From the output of the Random Forest classification model, it can be observed that:
Training: The model achieved an accuracy of 96.91% and a Precision/Positive Predictive Value of 95.97%.
Testing: The model achieved an accuracy of 85.39% and a Precision/Positive Predictive Value of 89.47%.
The results indicate that the model’s performance is above 80%, with a slight possibility of overfitting. ## Recap Model Evaluation NB/DT/RF
Finally, a comparison of the evaluation results between the Naive Bayes, Decision Tree, and Random Forest models was conducted. The evaluation metrics for each model are presented in a data frame, including accuracy, recall, specificity, and precision.
# Evaluasi Model Naive Bayes
eval_nv <- data.frame(Model = "Naive Bayes",
Accuracy = confusionMatrix_nv_test$overall["Accuracy"],
Recall = confusionMatrix_nv_test$byClass["Sensitivity"],
Specificity = confusionMatrix_nv_test$byClass["Specificity"],
Precision = confusionMatrix_nv_test$byClass["Pos Pred Value"])
# Evaluasi Model Decision Tree
eval_dt <- data.frame(Model = "Decision Tree",
Accuracy = confusionMatrix_dt_test$overall["Accuracy"],
Recall = confusionMatrix_dt_test$byClass["Sensitivity"],
Specificity = confusionMatrix_dt_test$byClass["Specificity"],
Precision = confusionMatrix_dt_test$byClass["Pos Pred Value"])
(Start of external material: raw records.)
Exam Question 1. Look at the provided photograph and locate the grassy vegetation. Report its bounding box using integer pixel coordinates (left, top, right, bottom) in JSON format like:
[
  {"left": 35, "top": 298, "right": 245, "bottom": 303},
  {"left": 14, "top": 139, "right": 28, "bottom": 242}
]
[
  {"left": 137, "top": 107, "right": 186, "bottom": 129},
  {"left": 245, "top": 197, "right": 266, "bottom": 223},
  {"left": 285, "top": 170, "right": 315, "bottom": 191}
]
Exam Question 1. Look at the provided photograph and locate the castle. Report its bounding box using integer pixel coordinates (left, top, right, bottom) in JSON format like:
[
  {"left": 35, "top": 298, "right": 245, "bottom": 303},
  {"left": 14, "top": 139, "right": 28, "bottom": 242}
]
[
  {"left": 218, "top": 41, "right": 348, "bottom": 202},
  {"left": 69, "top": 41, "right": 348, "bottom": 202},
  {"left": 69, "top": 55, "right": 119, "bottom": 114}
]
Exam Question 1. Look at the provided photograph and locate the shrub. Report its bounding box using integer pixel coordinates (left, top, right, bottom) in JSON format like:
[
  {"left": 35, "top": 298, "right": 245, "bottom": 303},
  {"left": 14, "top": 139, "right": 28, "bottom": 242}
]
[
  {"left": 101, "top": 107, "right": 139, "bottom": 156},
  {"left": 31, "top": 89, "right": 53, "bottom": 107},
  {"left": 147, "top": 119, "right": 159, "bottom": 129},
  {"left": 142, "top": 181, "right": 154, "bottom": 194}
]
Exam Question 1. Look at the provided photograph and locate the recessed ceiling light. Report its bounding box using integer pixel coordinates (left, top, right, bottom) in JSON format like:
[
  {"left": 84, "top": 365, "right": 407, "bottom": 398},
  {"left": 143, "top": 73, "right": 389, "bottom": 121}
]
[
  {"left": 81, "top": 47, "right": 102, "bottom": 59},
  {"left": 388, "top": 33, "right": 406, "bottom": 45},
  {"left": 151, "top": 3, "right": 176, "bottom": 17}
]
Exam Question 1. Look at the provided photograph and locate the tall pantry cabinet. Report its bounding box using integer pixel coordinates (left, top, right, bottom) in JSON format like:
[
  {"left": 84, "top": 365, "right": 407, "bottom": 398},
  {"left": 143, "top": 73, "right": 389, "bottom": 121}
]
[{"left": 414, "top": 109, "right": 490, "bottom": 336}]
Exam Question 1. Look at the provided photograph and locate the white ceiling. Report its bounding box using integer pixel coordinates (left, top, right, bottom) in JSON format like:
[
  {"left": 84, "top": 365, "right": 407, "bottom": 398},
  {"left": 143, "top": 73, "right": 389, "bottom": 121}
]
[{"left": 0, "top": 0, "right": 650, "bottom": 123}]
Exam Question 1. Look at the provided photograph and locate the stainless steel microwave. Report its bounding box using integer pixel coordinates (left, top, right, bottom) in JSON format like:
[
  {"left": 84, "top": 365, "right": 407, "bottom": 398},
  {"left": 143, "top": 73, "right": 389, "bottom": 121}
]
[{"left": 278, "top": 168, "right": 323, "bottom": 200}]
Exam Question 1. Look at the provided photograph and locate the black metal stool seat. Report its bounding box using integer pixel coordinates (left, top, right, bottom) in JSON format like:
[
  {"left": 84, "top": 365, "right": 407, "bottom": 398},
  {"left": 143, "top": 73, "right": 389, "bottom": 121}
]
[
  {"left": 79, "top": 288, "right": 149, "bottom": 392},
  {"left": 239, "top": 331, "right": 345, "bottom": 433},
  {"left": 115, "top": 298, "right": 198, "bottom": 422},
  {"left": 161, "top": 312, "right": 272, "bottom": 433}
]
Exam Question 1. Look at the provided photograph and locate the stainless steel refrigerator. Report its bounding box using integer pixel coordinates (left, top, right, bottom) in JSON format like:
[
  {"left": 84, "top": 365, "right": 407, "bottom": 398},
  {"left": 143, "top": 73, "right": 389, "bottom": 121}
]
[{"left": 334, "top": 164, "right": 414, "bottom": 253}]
# Evaluasi Model Random Forest
eval_rf <- data.frame(Model = "Random Forest",
Accuracy = confusionMatrix_rf_test$overall["Accuracy"],
Recall = confusionMatrix_rf_test$byClass["Sensitivity"],
Specificity = confusionMatrix_rf_test$byClass["Specificity"],
Precision = confusionMatrix_rf_test$byClass["Pos Pred Value"])
eval <- rbind(eval_nv, eval_dt, eval_rf)
rownames(eval) <- NULL
eval[order(eval$Precision, decreasing = T), ]As previously stated, Accuracy and Precision were chosen as the metrics to evaluate the model’s performance. Based on the evaluation results, the random forest model outperforms the Naive Bayes and Decision Tree models in predicting the survival of Titanic passengers.
The random forest model achieved the following performance metrics:
An accuracy value of 85.39% indicates that the random forest model correctly predicted the survival outcome (0 or 1) for approximately 85.39% of the instances in the test data, which represents unseen data. This suggests that the model has a high ability to correctly classify both survival and non-survival cases in unseen data.
In summary, the random forest model demonstrates better predictive performance, with a higher accuracy and precision, making it a preferred model for predicting the survival of Titanic passengers.